I need some help in understanding the CFAI mock exam question below thank you.
Delport sells to another client 3,000 three-month equity call options with an exercise price of EUR 825. The underlying equity is priced at EUR 800 per share. Each call option has a premium of EUR 29.42 Delport hedges this position by buying 1,322 shares of the underlying equity. He calculates his net cash outlay to be EUR 969,340. Delport sets his performance benchmark as the net cash outlay continuously compounding at the risk-free rate of 2.25% (using days in period/365). Five days later, the price of the equity is EUR 815, and Delport calculates the new fair value of the call options to be EUR 35.30.
C. Determine the percentage difference between the hedged position’s value and Delport’s benchmark. Show your calculations.

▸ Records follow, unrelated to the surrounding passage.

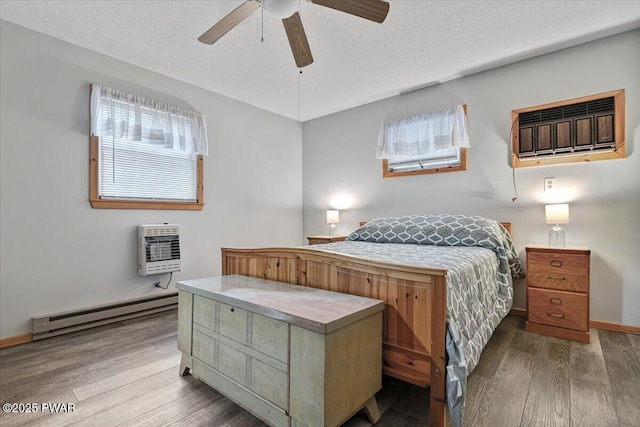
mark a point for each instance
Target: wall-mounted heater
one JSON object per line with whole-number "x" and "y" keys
{"x": 158, "y": 249}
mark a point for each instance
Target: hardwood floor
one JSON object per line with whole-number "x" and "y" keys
{"x": 127, "y": 374}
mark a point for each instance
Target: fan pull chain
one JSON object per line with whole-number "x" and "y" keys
{"x": 299, "y": 81}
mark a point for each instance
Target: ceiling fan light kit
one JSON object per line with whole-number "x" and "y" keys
{"x": 287, "y": 10}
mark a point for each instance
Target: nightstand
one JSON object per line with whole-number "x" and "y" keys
{"x": 316, "y": 240}
{"x": 558, "y": 291}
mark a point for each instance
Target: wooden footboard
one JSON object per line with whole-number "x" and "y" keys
{"x": 414, "y": 325}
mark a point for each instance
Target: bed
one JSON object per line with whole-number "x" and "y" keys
{"x": 446, "y": 281}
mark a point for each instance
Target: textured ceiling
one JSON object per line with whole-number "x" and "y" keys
{"x": 356, "y": 61}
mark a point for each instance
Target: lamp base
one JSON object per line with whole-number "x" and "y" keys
{"x": 556, "y": 237}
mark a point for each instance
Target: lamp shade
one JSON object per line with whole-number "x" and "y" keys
{"x": 557, "y": 214}
{"x": 333, "y": 217}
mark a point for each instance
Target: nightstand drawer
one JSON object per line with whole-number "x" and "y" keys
{"x": 558, "y": 271}
{"x": 557, "y": 308}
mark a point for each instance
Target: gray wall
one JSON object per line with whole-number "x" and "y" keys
{"x": 340, "y": 170}
{"x": 60, "y": 254}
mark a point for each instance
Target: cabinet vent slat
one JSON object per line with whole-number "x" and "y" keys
{"x": 605, "y": 105}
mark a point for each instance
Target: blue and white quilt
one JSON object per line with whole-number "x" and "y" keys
{"x": 480, "y": 260}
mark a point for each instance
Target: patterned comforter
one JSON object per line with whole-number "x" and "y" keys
{"x": 480, "y": 260}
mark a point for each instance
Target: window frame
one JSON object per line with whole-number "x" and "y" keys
{"x": 619, "y": 151}
{"x": 98, "y": 203}
{"x": 457, "y": 168}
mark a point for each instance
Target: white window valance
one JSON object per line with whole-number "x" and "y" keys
{"x": 129, "y": 117}
{"x": 424, "y": 134}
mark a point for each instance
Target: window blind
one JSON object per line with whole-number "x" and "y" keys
{"x": 147, "y": 150}
{"x": 437, "y": 160}
{"x": 133, "y": 171}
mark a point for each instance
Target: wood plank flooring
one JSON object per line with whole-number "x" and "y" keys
{"x": 127, "y": 374}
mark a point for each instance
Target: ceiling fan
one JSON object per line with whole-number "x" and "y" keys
{"x": 287, "y": 10}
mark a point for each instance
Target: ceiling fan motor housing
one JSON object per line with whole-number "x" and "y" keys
{"x": 280, "y": 8}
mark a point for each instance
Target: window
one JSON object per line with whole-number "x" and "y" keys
{"x": 444, "y": 161}
{"x": 144, "y": 154}
{"x": 425, "y": 144}
{"x": 576, "y": 130}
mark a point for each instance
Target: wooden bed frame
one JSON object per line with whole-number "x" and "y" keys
{"x": 414, "y": 320}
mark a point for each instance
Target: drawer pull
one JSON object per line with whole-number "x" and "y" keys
{"x": 559, "y": 316}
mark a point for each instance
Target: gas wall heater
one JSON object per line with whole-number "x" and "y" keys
{"x": 158, "y": 249}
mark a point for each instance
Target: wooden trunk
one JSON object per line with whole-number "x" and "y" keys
{"x": 414, "y": 320}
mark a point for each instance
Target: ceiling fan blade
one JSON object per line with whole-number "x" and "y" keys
{"x": 373, "y": 10}
{"x": 228, "y": 22}
{"x": 298, "y": 40}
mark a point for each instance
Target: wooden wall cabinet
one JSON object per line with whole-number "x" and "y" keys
{"x": 558, "y": 291}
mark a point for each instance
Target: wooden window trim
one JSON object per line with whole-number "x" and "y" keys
{"x": 461, "y": 167}
{"x": 620, "y": 134}
{"x": 98, "y": 203}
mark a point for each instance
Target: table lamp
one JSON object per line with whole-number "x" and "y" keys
{"x": 333, "y": 218}
{"x": 557, "y": 214}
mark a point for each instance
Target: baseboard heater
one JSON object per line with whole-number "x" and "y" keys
{"x": 70, "y": 321}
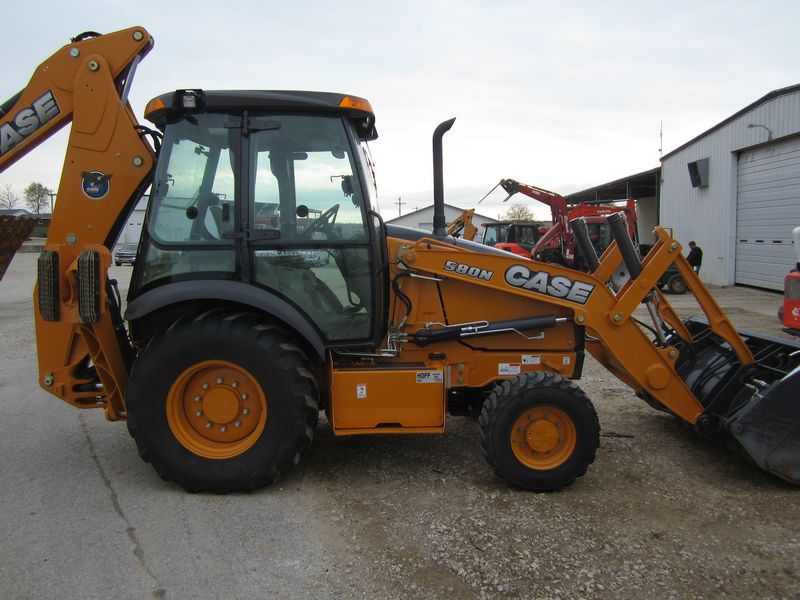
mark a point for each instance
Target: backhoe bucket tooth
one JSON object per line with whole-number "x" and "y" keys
{"x": 768, "y": 428}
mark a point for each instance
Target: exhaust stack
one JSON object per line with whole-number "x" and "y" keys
{"x": 439, "y": 220}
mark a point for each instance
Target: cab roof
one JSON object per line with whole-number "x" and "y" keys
{"x": 358, "y": 109}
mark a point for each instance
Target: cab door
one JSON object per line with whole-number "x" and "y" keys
{"x": 308, "y": 234}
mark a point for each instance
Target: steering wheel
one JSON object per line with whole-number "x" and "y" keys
{"x": 323, "y": 221}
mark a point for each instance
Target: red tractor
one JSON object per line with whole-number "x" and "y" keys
{"x": 557, "y": 244}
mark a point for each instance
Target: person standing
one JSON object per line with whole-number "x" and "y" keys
{"x": 695, "y": 257}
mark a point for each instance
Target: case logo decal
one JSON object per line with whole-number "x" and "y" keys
{"x": 28, "y": 121}
{"x": 542, "y": 282}
{"x": 95, "y": 184}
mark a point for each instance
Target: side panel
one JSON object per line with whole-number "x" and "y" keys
{"x": 387, "y": 400}
{"x": 227, "y": 291}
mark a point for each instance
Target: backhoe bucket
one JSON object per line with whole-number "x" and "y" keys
{"x": 768, "y": 428}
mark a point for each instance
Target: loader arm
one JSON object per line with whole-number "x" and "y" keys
{"x": 82, "y": 346}
{"x": 462, "y": 226}
{"x": 614, "y": 337}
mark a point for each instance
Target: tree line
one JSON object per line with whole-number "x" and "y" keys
{"x": 35, "y": 196}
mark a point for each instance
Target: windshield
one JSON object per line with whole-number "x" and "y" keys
{"x": 495, "y": 234}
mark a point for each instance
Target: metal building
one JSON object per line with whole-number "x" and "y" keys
{"x": 735, "y": 189}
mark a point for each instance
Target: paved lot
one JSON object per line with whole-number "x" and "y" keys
{"x": 661, "y": 513}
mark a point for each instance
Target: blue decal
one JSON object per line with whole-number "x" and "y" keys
{"x": 95, "y": 184}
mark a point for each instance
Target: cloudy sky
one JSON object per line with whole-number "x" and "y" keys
{"x": 561, "y": 95}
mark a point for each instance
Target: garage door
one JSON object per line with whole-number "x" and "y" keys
{"x": 767, "y": 209}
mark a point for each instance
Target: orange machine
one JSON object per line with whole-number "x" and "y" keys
{"x": 266, "y": 289}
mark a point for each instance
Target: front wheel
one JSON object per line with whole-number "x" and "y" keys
{"x": 222, "y": 403}
{"x": 539, "y": 431}
{"x": 676, "y": 285}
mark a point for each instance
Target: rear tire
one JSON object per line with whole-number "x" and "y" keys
{"x": 676, "y": 285}
{"x": 222, "y": 403}
{"x": 539, "y": 431}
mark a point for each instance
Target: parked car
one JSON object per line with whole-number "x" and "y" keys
{"x": 125, "y": 254}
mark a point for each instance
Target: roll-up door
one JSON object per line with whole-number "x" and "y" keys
{"x": 767, "y": 209}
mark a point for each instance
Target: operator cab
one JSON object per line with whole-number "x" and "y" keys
{"x": 273, "y": 190}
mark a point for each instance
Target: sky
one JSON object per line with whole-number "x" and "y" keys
{"x": 560, "y": 95}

Delport’s current hedged position consists of a long position in equities and a short position in call options. His net cash outlay equals: = (# of shares bought × price per share) – (# of call options sold × option premium) = 1,322 × 800 – (3,000 × 29.42) = $969,340 The value of Delport’s performance benchmark continuously compounded at 2.25%, for five days equals: = 969,340 × e(0.0225 × 5 / 365) = $969,638.82 The value of Delport’s long equity position in five days equals: = 1,322 × 815 = $1,077,430 _ The value of Delport’s short call option position in five days equals: = –3,000 × 35.30 = –$105,900 _ The value of Delport’s hedged position equals: = 1,077,430 – 105,900 = $971,530. Therefore, the percentage difference between the hedged position’s value and Delport’s performance benchmark equals: (971,530 – 969,638.82) / 969,638.82 = 0.195%
Regarding the underlined part, why is the call option premium subjected to revaluation when option premium value increased? Doesn’t the seller receive the call premium at the start? To me its realised gain. So why does the short call position revalue?